30 September 2012

Repairing the Windows Phone 7 behavior to show an image background for a search string

On the last day of 2011 ago I made DynamicBackgroundBehavior - a quite bizarre behavior which plays a supporting role in my latest Windows Phone application “What’s cooking”. It basically shows a picture from a search string as a background, using Bing Image search. Quite neat. Until Microsoft decided to change the Bing Search API a bit. Up until then, it had been a free unlimited ride – since about August you have to buy a package of searches (anything below 5000 searches per month is free). And some more stuff has been changed.

Microsoft provides a nice little C# client library that should solve all of this using an OData protocol. The sad thing is that for the life of it I could not get it to compile on Windows Phone. So I ended up analyzing the PHP (*shudder*) sample in this document – a Word document no less – to see what I needed to do (see page 27 and further).

From a coding perspective, the following details have been changed:

Okay. My cheese moved a little. First things first. I need base64 encoded text. Samples of this are on the internet a dime a dozen, I took this one:

/// <summary>
/// Converts string to base64
/// </summary>
/// <param name="data"></param>
/// <returns></returns>
private string Base64Encode(string data)
{
  try
  {
    var encData_byte = new byte[data.Length];
    encData_byte = System.Text.Encoding.UTF8.GetBytes(data);
    return Convert.ToBase64String(encData_byte);
  }
  catch (Exception e)
  {
    throw new Exception("Error in Base64Encode" + e.Message);
  }
}

Now the method that does the actual calling of the Bing Search API has changed a little, but not very much:

/// <summary>
/// Start the image request using Bing Serach
/// </summary>
/// <param name="searchString"></param>
protected void StartGetFirstImage(string searchString)
{
  if (!string.IsNullOrWhiteSpace(searchString))
  {
    var queryUri =
      string.Format(
        "https://api.datamarket.azure.com/Data.ashx/Bing/Search/v1/Image?Query=%27{0}%27&$top=1&$format=Atom",
         HttpUtility.UrlEncode(searchString));
    var request = WebRequest.Create(queryUri) as HttpWebRequest;
    request.Headers["Authorization"] = "Basic " + Base64Encode(string.Format("{0}:{0}", BingSearchKey));
    
    var response =
      Observable.FromAsyncPattern<WebResponse>(
        request.BeginGetResponse, request.EndGetResponse)();
    response.Subscribe(WebClientOpenReadCompleted, WebClientOpenReadError);
  }
}

Note the new url. It goes to a different location, the search term must be enclosed by %27 (i.e. the double quote “) and I have to specify a format (Atom). Really interesting is the thing I marked red, for a variety of reasons:

  • Windows Phone’s Response.Headers collection does not sport the Add method. That stopped me a little, until I realized you could poke directly a new key in the collection by using [“Autorization”] =.
  • Now the authentication is Basic, followed by a space, your account key, colon, your key again and that key:key sequence needs to base 64 encoded. Why this is implemented this way – no idea, but it gets your key across – and validated.

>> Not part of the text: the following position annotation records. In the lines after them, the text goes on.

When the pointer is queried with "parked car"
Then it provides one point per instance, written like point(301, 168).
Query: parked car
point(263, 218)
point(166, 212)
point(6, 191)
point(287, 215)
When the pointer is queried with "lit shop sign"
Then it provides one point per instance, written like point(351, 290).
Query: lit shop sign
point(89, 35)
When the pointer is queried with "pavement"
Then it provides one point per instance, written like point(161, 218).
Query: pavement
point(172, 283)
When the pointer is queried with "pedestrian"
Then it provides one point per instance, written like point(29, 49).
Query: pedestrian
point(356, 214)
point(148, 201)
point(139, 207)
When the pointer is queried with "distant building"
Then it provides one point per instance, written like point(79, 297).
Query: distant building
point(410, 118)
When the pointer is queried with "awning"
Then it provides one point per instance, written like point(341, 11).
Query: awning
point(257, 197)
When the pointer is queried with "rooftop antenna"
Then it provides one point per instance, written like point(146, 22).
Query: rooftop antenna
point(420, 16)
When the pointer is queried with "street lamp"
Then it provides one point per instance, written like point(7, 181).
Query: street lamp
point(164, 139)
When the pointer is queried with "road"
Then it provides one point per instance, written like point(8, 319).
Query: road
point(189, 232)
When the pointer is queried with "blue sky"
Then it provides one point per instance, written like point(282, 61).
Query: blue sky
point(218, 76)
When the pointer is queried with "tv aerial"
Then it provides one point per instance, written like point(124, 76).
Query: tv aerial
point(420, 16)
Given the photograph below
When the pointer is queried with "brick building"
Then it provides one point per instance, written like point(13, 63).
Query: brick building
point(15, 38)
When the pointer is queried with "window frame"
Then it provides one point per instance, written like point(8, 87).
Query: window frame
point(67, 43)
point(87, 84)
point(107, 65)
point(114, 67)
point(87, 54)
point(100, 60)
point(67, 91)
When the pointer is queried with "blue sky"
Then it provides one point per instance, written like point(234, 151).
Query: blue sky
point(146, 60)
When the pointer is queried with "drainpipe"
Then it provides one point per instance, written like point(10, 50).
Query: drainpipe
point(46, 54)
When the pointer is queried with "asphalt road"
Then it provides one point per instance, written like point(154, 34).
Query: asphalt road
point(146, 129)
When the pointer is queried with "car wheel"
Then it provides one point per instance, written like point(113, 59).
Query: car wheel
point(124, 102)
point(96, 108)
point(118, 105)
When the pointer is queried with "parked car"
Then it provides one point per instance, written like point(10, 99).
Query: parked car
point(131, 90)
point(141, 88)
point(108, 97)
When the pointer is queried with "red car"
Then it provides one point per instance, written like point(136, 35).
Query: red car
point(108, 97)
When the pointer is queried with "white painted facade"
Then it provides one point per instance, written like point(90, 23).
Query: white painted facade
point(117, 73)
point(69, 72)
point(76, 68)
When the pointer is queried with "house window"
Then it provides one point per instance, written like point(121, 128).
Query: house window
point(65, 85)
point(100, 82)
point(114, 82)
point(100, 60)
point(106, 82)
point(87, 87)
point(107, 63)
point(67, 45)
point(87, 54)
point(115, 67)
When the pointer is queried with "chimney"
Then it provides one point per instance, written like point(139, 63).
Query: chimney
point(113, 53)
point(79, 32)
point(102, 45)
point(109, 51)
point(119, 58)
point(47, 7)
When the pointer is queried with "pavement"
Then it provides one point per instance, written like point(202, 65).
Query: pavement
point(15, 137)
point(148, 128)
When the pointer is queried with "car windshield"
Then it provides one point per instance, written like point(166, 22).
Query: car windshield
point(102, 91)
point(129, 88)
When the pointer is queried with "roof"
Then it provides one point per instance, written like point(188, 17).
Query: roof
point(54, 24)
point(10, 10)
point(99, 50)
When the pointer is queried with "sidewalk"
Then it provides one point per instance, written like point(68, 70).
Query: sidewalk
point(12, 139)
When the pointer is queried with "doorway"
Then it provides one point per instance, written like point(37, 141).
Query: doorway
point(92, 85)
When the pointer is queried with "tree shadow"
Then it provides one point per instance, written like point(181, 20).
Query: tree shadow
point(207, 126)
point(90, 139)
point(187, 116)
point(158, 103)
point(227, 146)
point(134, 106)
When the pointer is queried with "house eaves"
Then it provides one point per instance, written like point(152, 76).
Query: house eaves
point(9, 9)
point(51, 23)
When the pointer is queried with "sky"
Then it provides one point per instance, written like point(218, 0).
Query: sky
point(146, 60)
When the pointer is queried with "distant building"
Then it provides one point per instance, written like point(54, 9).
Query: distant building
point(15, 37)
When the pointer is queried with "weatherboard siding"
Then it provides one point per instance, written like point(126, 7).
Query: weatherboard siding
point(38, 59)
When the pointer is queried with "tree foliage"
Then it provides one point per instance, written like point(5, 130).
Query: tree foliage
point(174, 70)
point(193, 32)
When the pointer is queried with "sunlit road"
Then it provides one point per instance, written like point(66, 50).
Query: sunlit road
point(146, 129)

The final thing is that in the callback WebClientOpenReadCompleted I need to use “http://schemas.microsoft.com/ado/2007/08/dataservices” for a namespace,as I already stated.

And then my little Windows Phone behavior works again. The fixed version can be downloaded here. I will fix my #wp7nl library on codeplex ASAP.

2 comments:

Lance Dunnehoo said...

So does this somehow get around the 5000 query limit?

Joost van Schaik said...

@poo nope. After 5000 queries, I have to wait till the month is up. Or pay.